Question

Two forces, each equal to P. act at right angles. Their
effect may be neutralised by a third force acting along their
bisector in the opposite direction with a magnitude of​

Answer 1

Answer:

√2P

Explanation:

Two equal forces each equal P are acting at right angle. Their components along bisector will be- Pcos45, Pcos45.

then,

R (bisector)= Pcos45 + Pcos45

= P (1/√2) + P (1/√2)

= P (1/√2 + 1/√2)

= P (2/√2)

= P*√2

= √2P

A/Q,

Effective force or third force (f3) is along the bisector

but in opposite direction, So magnitude of required third force (f3) will be same as value of R (bisector) ..

thus,

effective force(third force) = R (bisector)

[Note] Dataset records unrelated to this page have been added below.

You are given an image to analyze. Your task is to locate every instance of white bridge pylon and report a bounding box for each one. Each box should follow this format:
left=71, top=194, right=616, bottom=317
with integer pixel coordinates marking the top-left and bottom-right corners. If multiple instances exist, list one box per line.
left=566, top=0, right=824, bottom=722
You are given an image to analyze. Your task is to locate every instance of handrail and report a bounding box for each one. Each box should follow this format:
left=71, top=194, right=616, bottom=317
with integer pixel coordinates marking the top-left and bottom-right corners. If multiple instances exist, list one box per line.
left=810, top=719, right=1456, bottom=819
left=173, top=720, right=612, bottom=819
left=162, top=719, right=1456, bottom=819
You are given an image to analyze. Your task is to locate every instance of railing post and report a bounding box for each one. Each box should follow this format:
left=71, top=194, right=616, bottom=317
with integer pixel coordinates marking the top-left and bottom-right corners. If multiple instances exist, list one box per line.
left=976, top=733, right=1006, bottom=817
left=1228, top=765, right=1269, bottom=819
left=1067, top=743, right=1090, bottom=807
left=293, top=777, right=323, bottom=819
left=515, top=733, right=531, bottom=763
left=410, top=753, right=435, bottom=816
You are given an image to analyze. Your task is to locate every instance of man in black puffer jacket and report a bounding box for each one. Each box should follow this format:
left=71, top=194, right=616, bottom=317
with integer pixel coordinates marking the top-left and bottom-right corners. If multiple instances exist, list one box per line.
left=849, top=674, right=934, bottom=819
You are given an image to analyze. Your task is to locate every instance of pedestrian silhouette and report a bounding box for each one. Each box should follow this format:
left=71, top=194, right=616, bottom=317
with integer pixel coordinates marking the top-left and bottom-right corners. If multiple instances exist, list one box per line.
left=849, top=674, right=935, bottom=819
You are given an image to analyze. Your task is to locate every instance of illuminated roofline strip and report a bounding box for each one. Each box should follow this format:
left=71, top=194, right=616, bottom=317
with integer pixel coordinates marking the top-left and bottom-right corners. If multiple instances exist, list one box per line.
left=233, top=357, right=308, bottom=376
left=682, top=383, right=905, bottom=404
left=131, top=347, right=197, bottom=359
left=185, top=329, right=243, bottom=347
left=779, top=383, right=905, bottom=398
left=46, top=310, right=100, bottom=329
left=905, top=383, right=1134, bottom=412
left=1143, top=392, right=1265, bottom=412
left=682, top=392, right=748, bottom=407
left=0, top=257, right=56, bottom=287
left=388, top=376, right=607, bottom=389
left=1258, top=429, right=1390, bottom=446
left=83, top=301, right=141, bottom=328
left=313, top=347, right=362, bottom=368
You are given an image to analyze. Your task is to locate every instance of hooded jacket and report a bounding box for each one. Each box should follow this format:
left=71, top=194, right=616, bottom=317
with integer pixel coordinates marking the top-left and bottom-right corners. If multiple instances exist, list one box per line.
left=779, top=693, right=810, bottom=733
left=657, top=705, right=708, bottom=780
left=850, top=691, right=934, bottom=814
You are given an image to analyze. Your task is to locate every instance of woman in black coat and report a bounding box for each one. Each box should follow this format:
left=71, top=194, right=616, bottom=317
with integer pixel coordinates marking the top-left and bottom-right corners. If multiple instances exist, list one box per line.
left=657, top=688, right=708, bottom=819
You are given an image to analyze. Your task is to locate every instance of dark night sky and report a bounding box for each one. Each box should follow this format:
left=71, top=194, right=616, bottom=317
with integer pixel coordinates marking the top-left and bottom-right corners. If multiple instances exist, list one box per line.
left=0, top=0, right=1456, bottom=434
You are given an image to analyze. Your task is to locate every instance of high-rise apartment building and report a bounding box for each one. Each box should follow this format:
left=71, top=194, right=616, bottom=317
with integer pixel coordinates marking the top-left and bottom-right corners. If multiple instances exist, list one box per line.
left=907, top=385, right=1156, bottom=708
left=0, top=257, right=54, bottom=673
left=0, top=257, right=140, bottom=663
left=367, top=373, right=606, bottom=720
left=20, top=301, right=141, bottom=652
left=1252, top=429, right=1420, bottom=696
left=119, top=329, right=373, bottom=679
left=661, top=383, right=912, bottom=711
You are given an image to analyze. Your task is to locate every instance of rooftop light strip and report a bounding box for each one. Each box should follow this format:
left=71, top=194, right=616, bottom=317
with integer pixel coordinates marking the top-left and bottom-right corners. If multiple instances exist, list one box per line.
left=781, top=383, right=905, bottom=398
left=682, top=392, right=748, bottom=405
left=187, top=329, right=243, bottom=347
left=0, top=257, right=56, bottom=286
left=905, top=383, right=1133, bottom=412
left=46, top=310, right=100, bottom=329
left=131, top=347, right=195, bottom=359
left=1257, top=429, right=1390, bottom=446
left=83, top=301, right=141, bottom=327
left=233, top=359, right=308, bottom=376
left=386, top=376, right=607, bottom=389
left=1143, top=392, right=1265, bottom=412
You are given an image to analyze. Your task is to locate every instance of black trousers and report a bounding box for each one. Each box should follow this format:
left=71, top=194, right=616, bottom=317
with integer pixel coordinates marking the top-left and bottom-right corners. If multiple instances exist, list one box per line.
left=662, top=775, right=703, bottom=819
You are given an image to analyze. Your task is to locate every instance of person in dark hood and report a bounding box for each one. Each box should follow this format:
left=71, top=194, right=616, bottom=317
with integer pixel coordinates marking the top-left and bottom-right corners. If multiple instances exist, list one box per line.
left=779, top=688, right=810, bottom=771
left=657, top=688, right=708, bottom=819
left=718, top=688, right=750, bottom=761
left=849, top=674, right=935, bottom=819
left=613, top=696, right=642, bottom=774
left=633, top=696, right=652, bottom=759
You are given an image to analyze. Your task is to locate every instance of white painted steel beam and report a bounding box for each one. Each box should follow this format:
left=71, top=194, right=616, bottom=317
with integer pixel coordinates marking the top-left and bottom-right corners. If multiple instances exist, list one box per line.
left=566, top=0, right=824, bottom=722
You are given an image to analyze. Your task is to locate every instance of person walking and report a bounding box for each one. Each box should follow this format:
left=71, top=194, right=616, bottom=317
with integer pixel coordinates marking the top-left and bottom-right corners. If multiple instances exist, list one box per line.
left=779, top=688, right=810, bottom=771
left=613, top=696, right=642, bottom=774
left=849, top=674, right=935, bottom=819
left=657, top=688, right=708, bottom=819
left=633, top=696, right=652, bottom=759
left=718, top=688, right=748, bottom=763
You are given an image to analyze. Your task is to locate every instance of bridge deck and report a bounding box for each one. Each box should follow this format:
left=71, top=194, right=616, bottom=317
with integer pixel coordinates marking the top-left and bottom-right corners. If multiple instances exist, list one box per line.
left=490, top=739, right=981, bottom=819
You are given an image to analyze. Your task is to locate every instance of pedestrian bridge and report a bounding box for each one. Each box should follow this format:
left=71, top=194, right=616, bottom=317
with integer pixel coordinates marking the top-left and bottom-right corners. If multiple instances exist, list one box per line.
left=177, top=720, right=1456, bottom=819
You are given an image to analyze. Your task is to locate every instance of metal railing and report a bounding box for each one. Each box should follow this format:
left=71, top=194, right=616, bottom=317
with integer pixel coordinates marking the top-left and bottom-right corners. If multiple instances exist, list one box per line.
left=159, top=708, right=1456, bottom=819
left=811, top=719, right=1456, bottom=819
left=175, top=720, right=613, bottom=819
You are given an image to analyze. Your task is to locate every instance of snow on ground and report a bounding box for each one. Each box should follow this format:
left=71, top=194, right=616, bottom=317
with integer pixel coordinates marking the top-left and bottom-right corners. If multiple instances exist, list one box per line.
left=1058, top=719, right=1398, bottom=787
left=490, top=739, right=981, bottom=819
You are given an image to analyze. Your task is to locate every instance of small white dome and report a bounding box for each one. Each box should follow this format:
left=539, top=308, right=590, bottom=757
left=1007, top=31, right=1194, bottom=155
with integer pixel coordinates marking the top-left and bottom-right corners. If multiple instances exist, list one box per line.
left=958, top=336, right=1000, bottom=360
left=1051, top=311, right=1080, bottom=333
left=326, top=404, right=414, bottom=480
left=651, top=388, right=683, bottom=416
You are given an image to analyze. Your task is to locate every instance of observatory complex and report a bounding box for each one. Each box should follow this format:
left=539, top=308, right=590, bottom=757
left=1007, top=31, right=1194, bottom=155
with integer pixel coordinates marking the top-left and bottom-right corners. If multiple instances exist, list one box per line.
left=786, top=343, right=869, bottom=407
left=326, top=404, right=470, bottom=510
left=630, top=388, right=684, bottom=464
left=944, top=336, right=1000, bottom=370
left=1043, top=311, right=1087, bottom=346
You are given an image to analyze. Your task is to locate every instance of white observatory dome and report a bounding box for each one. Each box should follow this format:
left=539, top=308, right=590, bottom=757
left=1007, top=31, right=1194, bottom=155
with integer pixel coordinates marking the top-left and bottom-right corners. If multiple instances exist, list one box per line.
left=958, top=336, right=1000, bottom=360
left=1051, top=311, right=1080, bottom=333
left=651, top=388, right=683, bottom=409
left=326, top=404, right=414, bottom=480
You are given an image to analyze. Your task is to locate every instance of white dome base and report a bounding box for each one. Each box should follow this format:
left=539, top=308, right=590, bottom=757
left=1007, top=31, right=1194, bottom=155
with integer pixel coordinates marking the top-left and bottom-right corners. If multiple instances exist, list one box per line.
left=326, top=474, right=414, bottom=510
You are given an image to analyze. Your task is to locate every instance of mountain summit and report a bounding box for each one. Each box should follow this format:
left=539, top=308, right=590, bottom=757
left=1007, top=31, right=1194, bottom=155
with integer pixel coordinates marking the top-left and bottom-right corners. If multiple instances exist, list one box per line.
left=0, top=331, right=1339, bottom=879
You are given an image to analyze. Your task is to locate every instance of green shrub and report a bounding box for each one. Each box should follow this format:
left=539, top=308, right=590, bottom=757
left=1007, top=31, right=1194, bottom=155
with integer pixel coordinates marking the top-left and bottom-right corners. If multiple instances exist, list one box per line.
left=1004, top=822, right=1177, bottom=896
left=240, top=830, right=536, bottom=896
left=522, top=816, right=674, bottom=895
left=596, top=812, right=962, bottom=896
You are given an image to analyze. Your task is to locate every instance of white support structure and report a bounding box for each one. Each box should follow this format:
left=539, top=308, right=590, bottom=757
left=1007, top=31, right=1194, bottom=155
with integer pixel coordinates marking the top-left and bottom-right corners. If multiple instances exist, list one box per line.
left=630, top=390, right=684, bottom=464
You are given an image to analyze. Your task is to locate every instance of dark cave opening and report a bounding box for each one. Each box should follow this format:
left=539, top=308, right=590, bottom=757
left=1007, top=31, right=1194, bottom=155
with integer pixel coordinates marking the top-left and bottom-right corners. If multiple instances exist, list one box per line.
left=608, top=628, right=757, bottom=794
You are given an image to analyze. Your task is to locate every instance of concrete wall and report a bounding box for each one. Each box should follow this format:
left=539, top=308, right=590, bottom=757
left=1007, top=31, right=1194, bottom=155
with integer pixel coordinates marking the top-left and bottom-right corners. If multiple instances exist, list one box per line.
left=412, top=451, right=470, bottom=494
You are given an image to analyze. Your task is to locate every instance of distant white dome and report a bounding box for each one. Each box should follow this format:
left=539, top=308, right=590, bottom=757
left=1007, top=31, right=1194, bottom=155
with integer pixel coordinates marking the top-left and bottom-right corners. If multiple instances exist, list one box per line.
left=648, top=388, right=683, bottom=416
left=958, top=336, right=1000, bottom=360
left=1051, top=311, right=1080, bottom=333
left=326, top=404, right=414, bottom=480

required third force, F3 = √2P

.....

Answer 2

Answer:

The correct answer to this question is $\sqrt{2}$P.

Explanation:

Given that there are two equal forces acting at an angle of P. They will consist of Pcos45 and Pcos45 along the bisector.

Then, R (bisector) = Pcos45 + Pcos45

= P (1/$\sqrt{2}$) + P (1/$\sqrt{2}$)

= P (1/$\sqrt{2}$ + 1/$\sqrt{2}$)

= P (2/$\sqrt{2}$)

= P×$\sqrt{2}$

= $\sqrt{2}$P

The bisector is where the effective force, or third force(f3), is located. But in the opposite direction, therefore the third force's (f3) magnitude will be equal to R's value (bisector).

So, effective force(third force) = R(bisector)

And, the required third force will be, f3 = $\sqrt{2}$P

A particle's effective force is calculated by multiplying its mass by its acceleration.

Thus, it will be demonstrated that the system of internal forces and the system of external forces operating on a system of particles are equivalent.